Gute Laune mit "Tante Frida"

Warum alle um den Tisch stehen und neugierig einen Blick darauf werfen, das erfahren die Theaterzuschauer nächstes Wochenende. Fotos: Michaela Rickert

Wer wieder einmal richtig lachen möchte, der sollte kommendes Wochenende unbedingt die Aufführung des Theatervereins Lenne besuchen. Diese Meinung teilen mit Sicherheit die über 400 Besucher, die das Luststück "Tante Frida" vergangenes Wochenende in der Lenner Schützenhalle gesehen haben.

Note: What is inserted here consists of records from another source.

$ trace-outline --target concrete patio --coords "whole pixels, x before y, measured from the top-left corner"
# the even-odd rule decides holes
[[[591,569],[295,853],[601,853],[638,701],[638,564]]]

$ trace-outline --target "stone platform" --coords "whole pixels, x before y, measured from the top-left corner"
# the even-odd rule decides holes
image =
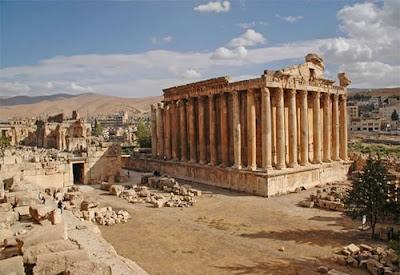
[[[194,181],[257,196],[270,197],[347,178],[351,162],[312,164],[270,171],[249,171],[190,162],[147,157],[123,158],[123,167],[143,172],[160,171],[178,179]]]

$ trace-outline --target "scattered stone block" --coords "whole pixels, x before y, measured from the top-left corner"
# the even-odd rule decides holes
[[[64,275],[111,275],[111,267],[91,261],[71,263],[65,269]]]
[[[33,274],[62,274],[67,266],[80,261],[89,261],[89,256],[85,250],[68,250],[41,254],[37,256]]]
[[[21,256],[11,257],[0,261],[1,274],[25,275],[24,262]]]
[[[24,251],[31,246],[45,242],[66,240],[67,231],[64,224],[47,225],[32,229],[26,236],[17,236],[18,249]]]
[[[317,272],[321,273],[321,274],[325,274],[328,273],[329,268],[327,266],[321,265],[320,267],[318,267]]]
[[[44,220],[50,220],[52,212],[55,212],[55,209],[50,205],[40,204],[29,207],[29,214],[39,224],[42,224]]]
[[[360,252],[360,248],[355,244],[349,244],[348,246],[343,247],[343,250],[349,251],[351,254],[356,254]]]
[[[350,275],[348,273],[344,273],[344,272],[338,271],[336,269],[329,270],[327,274],[328,275]]]
[[[119,197],[119,195],[125,190],[125,187],[123,185],[111,185],[110,188],[110,193],[113,194],[114,196]]]
[[[78,249],[79,246],[70,240],[57,240],[41,243],[25,249],[23,259],[26,264],[35,264],[39,255]]]

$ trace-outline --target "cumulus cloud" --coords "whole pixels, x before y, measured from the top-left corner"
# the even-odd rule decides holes
[[[207,4],[199,5],[194,8],[198,12],[228,12],[231,9],[231,3],[229,1],[215,1],[208,2]]]
[[[349,71],[354,86],[399,86],[399,13],[396,0],[386,0],[382,7],[371,2],[345,6],[337,13],[343,36],[327,40],[320,51],[328,63]],[[374,70],[382,79],[370,75]]]
[[[215,50],[214,54],[211,56],[212,59],[242,59],[247,55],[247,50],[245,47],[240,46],[233,50],[225,47],[220,47]]]
[[[400,65],[355,62],[341,65],[340,71],[346,71],[359,88],[398,87],[400,84]]]
[[[258,44],[264,44],[266,39],[261,33],[256,32],[253,29],[246,30],[241,36],[233,38],[228,46],[240,47],[240,46],[255,46]]]
[[[92,87],[90,87],[90,86],[86,86],[86,87],[80,86],[80,85],[76,84],[75,82],[71,83],[71,89],[73,91],[75,91],[75,92],[78,92],[78,93],[93,92],[93,88]]]
[[[289,22],[289,23],[294,23],[294,22],[297,22],[297,21],[303,19],[303,16],[301,16],[301,15],[281,16],[281,15],[277,14],[276,17],[278,17],[279,19],[282,19],[286,22]]]

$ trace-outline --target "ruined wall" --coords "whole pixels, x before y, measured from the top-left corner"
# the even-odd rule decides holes
[[[0,156],[0,181],[32,183],[39,188],[73,184],[70,165],[45,150],[8,149]]]
[[[90,147],[85,164],[85,184],[95,184],[115,178],[121,172],[121,147]]]

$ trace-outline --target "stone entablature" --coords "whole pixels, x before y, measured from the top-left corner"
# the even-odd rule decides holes
[[[347,93],[346,88],[335,86],[333,85],[334,82],[335,81],[322,78],[307,80],[301,76],[284,74],[281,71],[266,71],[261,77],[254,79],[229,82],[228,77],[219,77],[183,86],[172,87],[164,89],[163,91],[164,102],[188,99],[189,97],[232,93],[234,91],[245,91],[249,89],[261,89],[263,87],[345,95]]]
[[[153,157],[271,171],[347,160],[347,85],[315,54],[260,78],[220,77],[164,90],[153,105]],[[288,171],[288,170],[286,170]]]

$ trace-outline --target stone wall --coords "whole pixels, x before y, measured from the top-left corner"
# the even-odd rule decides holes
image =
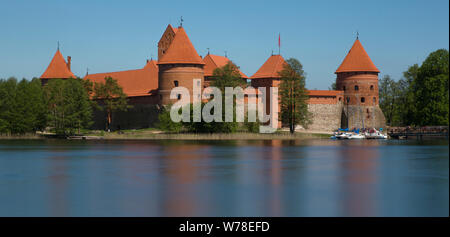
[[[308,104],[312,124],[308,130],[331,132],[341,127],[342,103]]]
[[[385,128],[386,119],[379,106],[345,105],[342,114],[342,127]]]

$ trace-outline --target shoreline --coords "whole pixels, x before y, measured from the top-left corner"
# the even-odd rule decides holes
[[[103,134],[87,133],[85,135],[73,136],[73,138],[57,138],[53,134],[30,134],[2,136],[0,140],[305,140],[305,139],[328,139],[329,134],[323,132],[276,132],[271,134],[264,133],[161,133],[151,131],[129,131],[123,133],[104,132]]]

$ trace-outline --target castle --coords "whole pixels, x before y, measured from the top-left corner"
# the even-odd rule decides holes
[[[146,128],[157,121],[162,105],[180,99],[170,99],[173,88],[183,86],[192,95],[193,79],[200,79],[201,85],[206,88],[215,80],[214,69],[228,62],[230,60],[227,57],[209,53],[202,58],[185,29],[182,26],[174,28],[169,24],[158,42],[158,60],[147,60],[141,69],[86,74],[83,79],[104,82],[105,77],[112,77],[127,94],[133,108],[115,113],[112,128]],[[45,85],[51,79],[75,78],[70,64],[71,58],[67,57],[66,62],[58,48],[40,77],[42,84]],[[253,76],[247,77],[241,71],[240,74],[244,81],[250,80],[255,88],[278,87],[278,72],[285,64],[281,55],[271,55]],[[308,109],[313,115],[308,129],[332,131],[347,127],[384,127],[384,115],[378,105],[379,72],[357,38],[335,72],[337,90],[308,90]],[[270,97],[267,99],[271,100]],[[281,127],[281,123],[278,127]],[[93,128],[105,128],[103,112],[95,111]]]

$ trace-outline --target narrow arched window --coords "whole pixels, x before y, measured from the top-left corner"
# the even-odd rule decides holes
[[[373,85],[370,86],[370,90],[373,91]]]
[[[175,87],[178,87],[178,81],[173,81],[173,84],[175,85]]]
[[[345,86],[342,89],[345,91]]]
[[[377,103],[377,97],[373,97],[373,103]]]
[[[357,91],[357,90],[359,90],[359,87],[358,87],[358,86],[355,86],[355,91]]]
[[[364,103],[364,102],[366,102],[366,98],[361,97],[361,103]]]

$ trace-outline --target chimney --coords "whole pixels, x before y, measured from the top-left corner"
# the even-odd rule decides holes
[[[72,61],[72,57],[67,56],[67,68],[69,68],[70,71],[70,62]]]

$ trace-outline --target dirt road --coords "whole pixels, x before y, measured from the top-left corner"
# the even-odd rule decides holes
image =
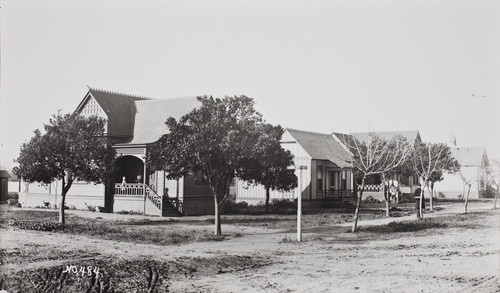
[[[86,259],[96,256],[110,261],[154,259],[165,263],[238,256],[253,262],[240,267],[229,265],[231,268],[227,270],[219,267],[217,272],[207,274],[172,277],[169,290],[500,292],[500,211],[489,208],[487,204],[470,207],[472,212],[487,212],[481,213],[479,223],[471,222],[473,225],[467,227],[374,237],[370,233],[345,233],[348,224],[325,225],[304,230],[301,243],[295,241],[296,235],[290,231],[235,225],[224,225],[223,231],[238,232],[241,237],[170,246],[8,228],[1,231],[0,248],[4,252],[20,251],[24,257],[12,262],[4,255],[0,269],[8,276],[20,274],[22,270],[84,264]],[[449,206],[432,216],[455,213],[461,213],[460,206]],[[407,218],[371,220],[360,225],[366,227],[394,220]],[[197,229],[212,229],[212,226],[207,224]],[[51,252],[55,255],[53,258],[36,259],[37,255]],[[235,259],[241,261],[241,258]],[[101,264],[105,269],[106,261]]]

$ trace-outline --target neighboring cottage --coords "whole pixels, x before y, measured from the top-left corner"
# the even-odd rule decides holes
[[[196,97],[148,99],[89,88],[75,112],[97,115],[107,121],[106,134],[120,156],[114,176],[115,212],[145,211],[151,215],[213,213],[213,197],[200,174],[168,180],[164,171],[149,170],[145,163],[148,146],[168,133],[165,121],[169,117],[179,119],[200,105]],[[23,191],[33,195],[25,198],[25,204],[41,205],[42,201],[50,201],[57,205],[60,189],[58,182],[25,184]],[[166,189],[170,201],[162,205]],[[75,182],[68,192],[66,205],[76,208],[104,206],[104,192],[103,184]],[[38,201],[34,199],[35,195],[41,196]],[[33,200],[37,203],[30,204]]]
[[[434,184],[437,195],[456,198],[467,195],[461,176],[473,182],[469,198],[481,198],[491,184],[489,160],[484,147],[451,147],[451,154],[460,163],[460,172],[444,174],[443,180]]]
[[[322,205],[343,198],[355,197],[355,184],[350,155],[347,149],[330,134],[286,129],[281,146],[294,155],[295,175],[302,177],[301,195],[305,205]],[[299,166],[305,166],[303,171]],[[302,172],[302,174],[301,174]],[[271,191],[270,199],[294,200],[298,188],[290,192]],[[237,201],[250,204],[265,201],[265,190],[261,185],[237,183]]]

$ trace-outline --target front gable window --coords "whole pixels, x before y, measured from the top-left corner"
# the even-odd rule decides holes
[[[82,111],[80,112],[83,115],[98,115],[103,113],[101,106],[97,103],[97,101],[93,98],[90,97],[90,99],[87,101],[85,106],[83,107]]]

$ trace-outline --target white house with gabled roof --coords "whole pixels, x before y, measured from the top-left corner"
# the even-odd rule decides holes
[[[271,191],[270,199],[294,200],[299,192],[304,203],[322,205],[342,202],[355,197],[352,165],[347,149],[331,134],[287,128],[281,138],[281,146],[294,155],[295,175],[302,178],[301,190],[290,192]],[[300,171],[299,167],[306,169]],[[265,201],[265,189],[261,185],[237,182],[237,201],[250,204]]]
[[[76,208],[104,206],[104,194],[112,192],[115,212],[131,210],[164,216],[212,214],[213,196],[200,174],[169,180],[165,171],[150,170],[146,164],[148,146],[168,133],[165,121],[169,117],[179,119],[200,105],[196,97],[150,99],[89,88],[75,112],[97,115],[107,121],[105,133],[119,156],[118,170],[112,186],[75,182],[66,204]],[[22,191],[30,195],[25,198],[27,202],[41,196],[38,204],[28,204],[35,206],[43,202],[57,204],[60,195],[58,182],[25,184]]]
[[[460,172],[443,174],[443,180],[434,184],[434,191],[439,196],[450,198],[467,195],[468,186],[464,181],[472,183],[469,198],[481,198],[491,185],[488,155],[484,147],[450,147],[451,154],[460,164]]]

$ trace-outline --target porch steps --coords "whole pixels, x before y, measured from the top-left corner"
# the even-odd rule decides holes
[[[161,217],[161,210],[149,199],[146,199],[146,215]]]
[[[162,211],[162,217],[181,217],[183,216],[182,213],[170,202],[168,202],[164,207]]]

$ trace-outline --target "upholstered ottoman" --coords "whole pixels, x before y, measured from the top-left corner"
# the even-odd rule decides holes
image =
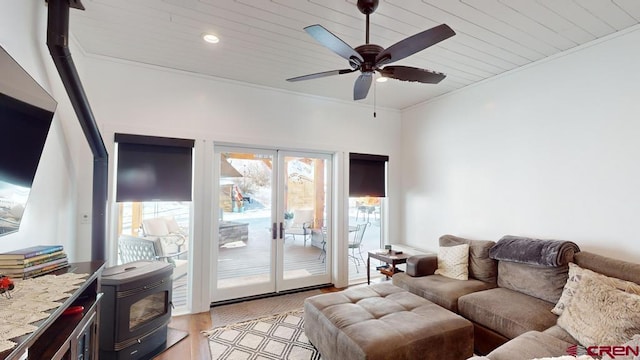
[[[304,332],[323,360],[473,356],[471,322],[388,282],[306,299]]]

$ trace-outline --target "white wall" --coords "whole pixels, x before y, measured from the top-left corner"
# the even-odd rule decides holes
[[[640,262],[640,28],[403,113],[402,232]]]
[[[108,146],[113,146],[113,133],[124,132],[191,138],[196,140],[196,156],[199,152],[200,156],[202,152],[209,152],[209,157],[196,158],[195,162],[200,167],[194,179],[196,209],[211,211],[210,197],[205,195],[211,191],[202,189],[211,181],[211,165],[207,162],[211,162],[215,143],[324,151],[337,154],[339,160],[348,152],[384,154],[391,158],[392,173],[389,233],[392,239],[397,238],[399,177],[394,174],[400,173],[400,112],[377,109],[378,116],[373,118],[371,107],[353,102],[309,97],[102,57],[88,56],[84,60],[87,93]],[[113,174],[113,165],[111,170]],[[342,175],[335,190],[344,192]],[[344,200],[338,204],[343,205],[346,207]],[[206,213],[199,216],[213,217]],[[202,256],[193,263],[201,273],[208,274],[206,265],[210,257],[204,254],[211,251],[206,231],[210,221],[205,220],[203,226],[201,235],[195,229],[191,253]],[[112,249],[115,249],[114,237],[110,236]],[[341,262],[346,270],[344,239],[339,240],[337,246],[342,243],[345,251]],[[346,286],[346,279],[343,271],[337,283],[344,282],[342,285]],[[207,281],[195,279],[194,283],[206,284]],[[201,305],[208,307],[208,304],[206,301]]]
[[[400,168],[400,112],[101,57],[84,59],[85,88],[108,147],[114,132],[391,157]],[[113,160],[113,159],[112,159]],[[196,179],[197,180],[197,179]],[[394,196],[391,196],[394,195]],[[82,206],[82,205],[80,205]],[[397,209],[397,201],[390,206]],[[397,211],[395,211],[397,214]],[[391,217],[392,225],[397,219]],[[391,232],[397,231],[392,226]]]
[[[31,245],[62,244],[70,260],[86,260],[89,253],[76,251],[73,169],[77,165],[65,136],[65,128],[78,127],[77,119],[65,114],[69,100],[46,48],[46,4],[0,0],[0,9],[0,45],[58,101],[20,231],[0,238],[0,252]]]
[[[102,127],[217,141],[390,153],[400,113],[224,79],[87,57],[86,87]],[[105,139],[112,141],[113,139]]]

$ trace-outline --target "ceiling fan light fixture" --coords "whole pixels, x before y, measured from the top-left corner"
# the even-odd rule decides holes
[[[220,42],[220,38],[213,34],[204,34],[202,35],[202,39],[209,44],[217,44]]]
[[[353,86],[353,100],[362,100],[367,97],[373,79],[376,82],[385,82],[387,78],[400,81],[419,82],[425,84],[437,84],[446,75],[435,71],[411,66],[391,65],[430,46],[433,46],[453,35],[455,31],[446,24],[440,24],[415,35],[404,38],[386,49],[380,45],[369,42],[369,15],[378,7],[380,0],[358,0],[357,6],[360,12],[366,15],[365,43],[355,48],[347,44],[322,25],[315,24],[304,28],[320,45],[336,53],[349,61],[350,69],[323,71],[314,74],[296,76],[287,81],[301,81],[317,79],[325,76],[348,74],[360,71],[360,76]],[[384,66],[384,67],[383,67]],[[375,73],[380,74],[376,76]],[[375,100],[374,100],[375,102]],[[375,114],[374,114],[375,116]]]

Die wochenlangen Proben unter der Regie von Stefan Wiese, der auch selbst mitspielt, haben sich wirklich gelohnt. Und auch bei der Besetzung der Rollen bewies der Regisseur ein sicheres Händchen. Ob Magd, Knecht, Bauer oder Ingenieur – jeder Rolle ist perfekt besetzt. So spielt Sebastian Rickert am Samstag, 2. Februar, ab 18 Uhr und Sonntag, 3 Februar, ab 16.30 Uhr noch einmal den Bauer und Erfinder Knut Jansen, der auf einem Bauernhof in Norddeutschland lebt. Tante Fridas Nichte Ursula Althoff (gespielt von Pia Heigel) hat sich angekündigt. Sie will den anstehenden Geburtstag der dort auf dem Bauernhof lebenden Tante Frida nutzen, um den alten Familienstreit beizulegen. Das Problem daran ist, dass Tante Frida schon eine Zeit lang tot ist.

Guter Rat ist teuer

Der Jungbauer, der schon jahrelang die Landwirtschaft vernachlässigt hat, um eine neue Maschine zu bauen, hat den Tod seiner Tante aber gar nicht gemeldet. So hat er nun schon jahrelang eine Betriebsrente kassiert, mit der er seine Erfindung gut finanzieren konnte. Jetzt ist guter Rat teuer. Knut Jansen muss sich etwas einfallen lassen. Jansens Knecht Fiete Lomeier (Herbert Göbel) will ihm dabei helfen und denkt sich etwas Spezielles aus. Darauf können sich die Besucher jetzt schon freuen. Jansens Freundin, die Nachbarin und Bauerin Emma Peters (Petra Gerbe), Peters Magd Stina (Sonja Falke), Peters Knecht Heinrich Kohlmann (Stefan Wiese) und Thomsens Ingenieur Peter Kaufmann (Mathias Hülster) sowie Tante Fridas Bruder Hans Thomsen (Josef Wiese), setzt Knut Jansen zusätzlich unter Druck und sorgen für Trubel auf der Theaterbühne.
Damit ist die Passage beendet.